DC Comics has taken the extraordinary step of restarting their entire line of comic books, 52 issues all beginning with #1. Even the venerable Detective Comics, which started in 1935 with #1, has a new #1.
When DC first announced this publishing initiative a few months ago, I--as a comics fan, NOT as someone who works in the comics industry--was skeptical to say the least. All publishers have restarted their "universes" from time to time. Marvel seems to do it every other week with their Ultimate Universe, a sidebar line of comics which was created to lure in new readers when the heavy weight of the regular Marvel Universe got too much for non-followers to even attempt to fathom.

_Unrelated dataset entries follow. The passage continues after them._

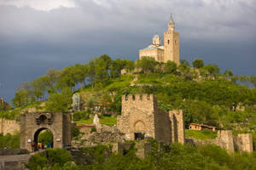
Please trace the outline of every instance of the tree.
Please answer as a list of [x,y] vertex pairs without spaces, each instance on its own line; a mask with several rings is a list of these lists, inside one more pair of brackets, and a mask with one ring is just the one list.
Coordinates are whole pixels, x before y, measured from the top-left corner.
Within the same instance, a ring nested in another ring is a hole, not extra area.
[[79,82],[80,88],[83,88],[85,84],[84,79],[88,76],[88,65],[77,64],[73,69],[74,82]]
[[177,64],[168,60],[165,65],[164,71],[166,73],[175,73],[177,71]]
[[137,62],[137,66],[141,68],[143,72],[154,72],[157,61],[153,57],[142,57]]
[[95,78],[96,82],[105,84],[108,77],[108,60],[104,58],[97,58],[95,62]]
[[132,71],[135,69],[135,63],[127,60],[125,69],[126,71]]
[[57,82],[60,71],[56,69],[50,68],[47,71],[46,76],[49,77],[49,90],[53,90],[55,83]]
[[49,76],[43,76],[32,81],[32,88],[34,95],[38,99],[44,99],[44,94],[49,87]]
[[190,67],[188,63],[184,62],[180,64],[177,69],[182,73],[182,76],[185,80],[191,80],[192,75],[190,74]]
[[219,74],[219,68],[217,65],[207,65],[204,67],[211,76],[213,76],[215,78]]
[[88,64],[88,81],[91,83],[91,87],[95,84],[95,60],[90,60]]
[[189,63],[186,60],[183,60],[183,59],[180,60],[180,64],[185,64],[187,65],[189,65]]
[[21,107],[28,104],[29,92],[24,88],[19,88],[15,93],[12,104],[15,107]]
[[46,109],[53,112],[66,112],[72,103],[72,90],[69,88],[62,89],[61,94],[53,93],[46,102]]
[[256,88],[256,76],[250,76],[250,82]]
[[200,69],[204,66],[204,61],[201,59],[195,59],[193,61],[193,67]]
[[126,60],[117,59],[113,60],[110,66],[110,75],[112,77],[118,77],[121,73],[121,70],[125,68]]
[[74,67],[67,66],[61,71],[59,79],[56,82],[56,88],[61,90],[65,88],[73,88],[76,85]]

DC has gotten that way in recent years, too, with one Crisis after another. The very first Crisis storyline occured in Justice League of America #s 21 and 22, way back in the sixties, when editor Julius Schwartz--along with writer Gardner Fox and artist Mike Sekowsky--introduced the Earth 1 (then present day) superheroes to their Golden Age counterparts over on Earth 2 (Flash meet Flash! Green Lantern meet Green Lantern!). That was mind-blowing enough for a 7-year-old like me. But over the years, all this continuity--augmented by retro-continuity (that never happened, THIS did)--got so weighty, so burdensome, that it seemed like the entire line of comics would collapse under its own weight. And shouldn't the joy of comics reading simply be good stories with good characters by great writers and artists?
DC announced this new start to a more than skeptical group of fans, a group that has been steadily dwindling in the past few years. As the economy worsened, comics sales sank. And as co-publisher Dan Didio mentioned recently, DC did not want to be selling a 10,000 $20 books to a that small amount of readers. Drastic times called for drastic measures. And boy, is this drastic.

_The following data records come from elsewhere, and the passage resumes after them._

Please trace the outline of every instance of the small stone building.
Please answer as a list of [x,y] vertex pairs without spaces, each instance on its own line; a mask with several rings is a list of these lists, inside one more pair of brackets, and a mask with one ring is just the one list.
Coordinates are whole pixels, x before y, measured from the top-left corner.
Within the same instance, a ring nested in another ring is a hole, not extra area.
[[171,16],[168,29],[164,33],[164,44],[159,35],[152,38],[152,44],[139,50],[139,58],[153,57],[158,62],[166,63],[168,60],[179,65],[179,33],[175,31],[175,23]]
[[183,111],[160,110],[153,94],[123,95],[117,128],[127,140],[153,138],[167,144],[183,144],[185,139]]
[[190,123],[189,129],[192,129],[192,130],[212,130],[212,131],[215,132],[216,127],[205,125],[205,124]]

The first issue of "The New 52" debuted last Wednesday, Justice League by Geoff Johns and Jim Lee. As a first chapter of a 6-part series, it was enjoyable. Not great (although the art by Lee, inker Scott Williams and colorist Alex Sinclair is nothing short of spectacular), but serviceable. It's the kind of story one is used to in this day of trade paperbacks; it's just the first chapter of a bigger storyline. I'm more looking forward to the debuts of the other books starting today (ironically, I will be away from a comic book shop all week...oh, the horror of it all!), books like Action Comics (written by Grant Morrison), Detective Comics (written and drawn by Tony Daniel), Batgirl (written by Gail Simone), and Swamp Thing (written by new wunderkind Scott Snyder), to be followed--for the remaining weeks of September and ongoing after that--with numerous other new #1 issues, finally totalling 52 in one month.
So far, The New 52 has brought--or will bring--people back into comics shops. Justice League sold more than 200,000 copies, something very few comics have done in the past 5 years. A handful of the other new titles have sold more than 100,000 copies. Books that haven't even hit the stands yet have gone back to press for second printings, sold out from the distributor (Diamond). The real test, of course, is if people keep coming back week after week, month after month, or if this is just some kind of "I'll give the first issue a try" thing that will be dropped immediately. I know I'm buying 27 out of the gate. Two of my friends are more daring than me and buying all 52 first issues, being democratic and deciding to vote with their wallets for the first round of this Iowa Caucus/Last Comic Standing type of contest. In the meantime, the skeptic in me has disappeared. I--evidently like a lot of people--am excited about The New 52, and especially excited to read these first issues and go to a comics shop each Wednesday. It's nice to feel that way again.